I happen to know that Rea is single, and she lives alone. The PI I really did hire confirmed it for me. It wouldn’t have been well-timed to come here if she wasn’t. In fact, if she was in a relationship, then maybe I could have let her go. I hadn’t crept on Rea until my father laid down the ultimatum. Sure, I’d thought about her. I thought about her endlessly, but it was always in the abstract of missing her, wishing things had been different somehow. The breakup was so sudden and unexpected. Rea was right about one thing, though. I never got any real closure.

When I found out that not only was Rea single, but she’d never really had a real relationship after me, I guess it’s what made up my mind. I formulated a plan and acted on it before I seriously thought it out.

“What are you doing here?” Rea crosses her arms. “Seriously. You might live next door, which I still can’t believe, but it doesn’t mean I have to talk to you. This is my house and my yard. You’re trespassing. I should call the cops on you.”

“You could if you want. Go ahead.”

Rea rolls her eyes. “Whatever. I’m not going to call them.
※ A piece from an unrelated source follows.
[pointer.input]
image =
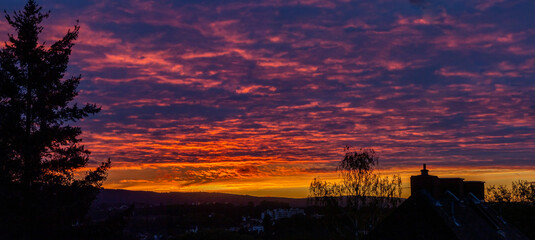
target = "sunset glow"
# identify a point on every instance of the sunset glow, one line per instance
(260, 97)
It would make me the center of attention, and unlike you, that’s not something I like to be.”

Good. She’s taking shots at me already. That means emotions are running high. I know Rea. She can be as calm and collected as freaking cheese when she wants to be. Ever see a block of cheese get up and turn a cartwheel? No? I didn’t think so. The round ones, maybe, but I’m thinking about the block ones here. They don’t have the ability to go rolling away. So cheese might cause happiness, melt in your mouth, and make you want more, but it, in and of itself, is often quite inanimate.

Rea bends and sets the hammer down on the floor by the door. “Just ask your question and get it over with!”